Пиратский бриг «Оранжад» идет на абордаж горизонта.

Я пожалел, что со мной не было камеры.

Но я не мог не сказать Зюке:

— Пиратский брит «Оранжад» идет на абордаж горизонта.

— Я помню, что ты художник, мыслящий образами, — сказала Зюка. — А как хорошо было бы попроситься к ним в тележку. Жаль, умчались.

На плоском камне у входа в «пещеру Костаса и Урании» мы сидели с Зюкой, прижавшись друг к другу спинами, отчего наш разговор походил на два монолога, «а партэ» — в зал, как говорится у актеров. И в то же время это был диалог, соединенный соприкосновением наших спин. Полет брига «Оранжад» повернул наши головы вослед движению, и я коснулся щекой Зюкиных волос. Мне очень захотелось поцеловать ее открытый висок, но реплика относительно «художника, мыслящего образами», обозлила меня, и я только сказал. А партэ:

— Жаль.

В эту нашу встречу мне никак не удавалось подчинить себе ее слова, ее жесты, она, присутствующая во мне, все равно оставалась за какой-то нерушащейся оградой, и мне, привыкшему к власти над природой и людьми, было неприютно и беспомощно.

Я слегка коснулся Зюкиного затылка:

— Черт с ними, пусть умчались, я тебе сейчас сервирую еще какое-нибудь необычайное зрелище.

Мимо проехал грузовик с прицепом-рефрижератором, потом проскакал горбатенький «Фольксваген».

— Чего уже необычайнее, — хихикнула Зюка, — похоже, ты теряешь качества старика Хоттабыча.

— Терпение, — сказал я, — сейчас все будет.

На шоссе показался священник в черном облачении, тысячелетний иконописный взор священника разгадывал подробности дороги. Сойдя с асфальта, черный путник двинулся к нам, черные полы сутаны шуршали по низкой серой траве. Только сейчас я заметил, что трава серая. Серая, такая, какую я уже видел однажды. Где?

Да, конечно, на Кипре. Пять лет назад.

Там, у самого моря, землетрясение, разворотившее берег, обнажало странные параллелепипеды подземных сооружений. Подойдя к ним вплотную, я увидел, что у моих ног разверзся некрополь — город мертвых, эллинское кладбище. Нет, не кладбище, а именно поселение мертвецов, где прижизненная их иерархия нашла страшное подобие: тесные могилы бедняков и целые подземные дворцы знати. Могучие стены знаменовали долгое, вечное существование усопших.

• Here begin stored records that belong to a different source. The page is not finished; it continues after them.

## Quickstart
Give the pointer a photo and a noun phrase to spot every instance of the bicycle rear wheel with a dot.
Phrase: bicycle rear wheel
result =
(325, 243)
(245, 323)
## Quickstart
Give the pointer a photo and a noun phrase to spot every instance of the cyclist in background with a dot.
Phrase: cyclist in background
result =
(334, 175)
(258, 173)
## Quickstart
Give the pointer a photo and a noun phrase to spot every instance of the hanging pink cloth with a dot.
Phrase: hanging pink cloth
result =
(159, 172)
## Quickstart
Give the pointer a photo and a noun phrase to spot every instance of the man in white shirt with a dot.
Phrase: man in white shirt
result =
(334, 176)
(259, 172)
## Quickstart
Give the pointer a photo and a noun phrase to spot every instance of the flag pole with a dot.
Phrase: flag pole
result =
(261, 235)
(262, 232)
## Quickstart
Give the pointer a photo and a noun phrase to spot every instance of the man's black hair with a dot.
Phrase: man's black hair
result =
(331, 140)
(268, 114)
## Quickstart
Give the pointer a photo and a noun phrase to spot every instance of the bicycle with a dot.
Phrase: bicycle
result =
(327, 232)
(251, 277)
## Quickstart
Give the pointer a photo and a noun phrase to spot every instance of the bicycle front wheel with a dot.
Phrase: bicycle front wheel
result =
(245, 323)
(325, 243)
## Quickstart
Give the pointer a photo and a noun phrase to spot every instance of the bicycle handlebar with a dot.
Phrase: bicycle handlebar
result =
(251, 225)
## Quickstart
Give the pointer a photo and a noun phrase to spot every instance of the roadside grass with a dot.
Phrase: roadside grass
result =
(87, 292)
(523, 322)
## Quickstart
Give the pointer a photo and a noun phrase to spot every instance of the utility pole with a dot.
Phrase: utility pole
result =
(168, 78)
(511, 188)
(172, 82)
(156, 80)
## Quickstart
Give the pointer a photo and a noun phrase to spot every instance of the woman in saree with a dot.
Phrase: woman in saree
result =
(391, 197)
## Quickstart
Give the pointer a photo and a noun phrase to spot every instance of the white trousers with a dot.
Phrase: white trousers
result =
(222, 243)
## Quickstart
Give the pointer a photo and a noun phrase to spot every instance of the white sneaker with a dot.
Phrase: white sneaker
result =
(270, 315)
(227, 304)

Привычный для Кипра желто-серый цвет земли здесь терял желтизну, и мышиная окраска почвы была усилена сизой, мертвой травой, похожей на крошечные кактусы. Трава укрывала все кладбище. Страшная трава небытия, трава преисподней.



Римлянам, пришедшим сюда позднее эллинов, некрополь служил убежищем, укрытием в сражениях. Живые занимали жилища мертвецов, чтобы, может быть, найти там свою смерть. Не ручаюсь за точность этих сведений: местное предание о некрополе могло в чем-то погрешить против достоверности. Но былые свидетели ушли, испарились, а устная история все еще блуждала песчаным лабиринтом.

По земляным ступеням в самый обширный склеп спустился деревенский фотограф и солдат-киприот, поддерживающий под руку невесту. Крылатая фата невесты ощупывала стены усыпальницы.

Новобрачные фотографировались в некрополе на память. Им казалось это забавным.

А я вдруг ощутил там не преемственность жизни, а преемственность смерти. Смерти, стирающей теплые подробности бытия и хранящей в своих геометрических сейфах причуды вымысла. Священник ступал по серой траве.

Откуда она взялась здесь, серая трава, среди зеленых греческих полян? Неужели близость каменной могилы Костаса и Урании посеяла ее семена? Священник ступал по серой траве, точно направлялся справлять панихиду по давно погибшим. И снова ощущение преемственности смерти качнулось во мне.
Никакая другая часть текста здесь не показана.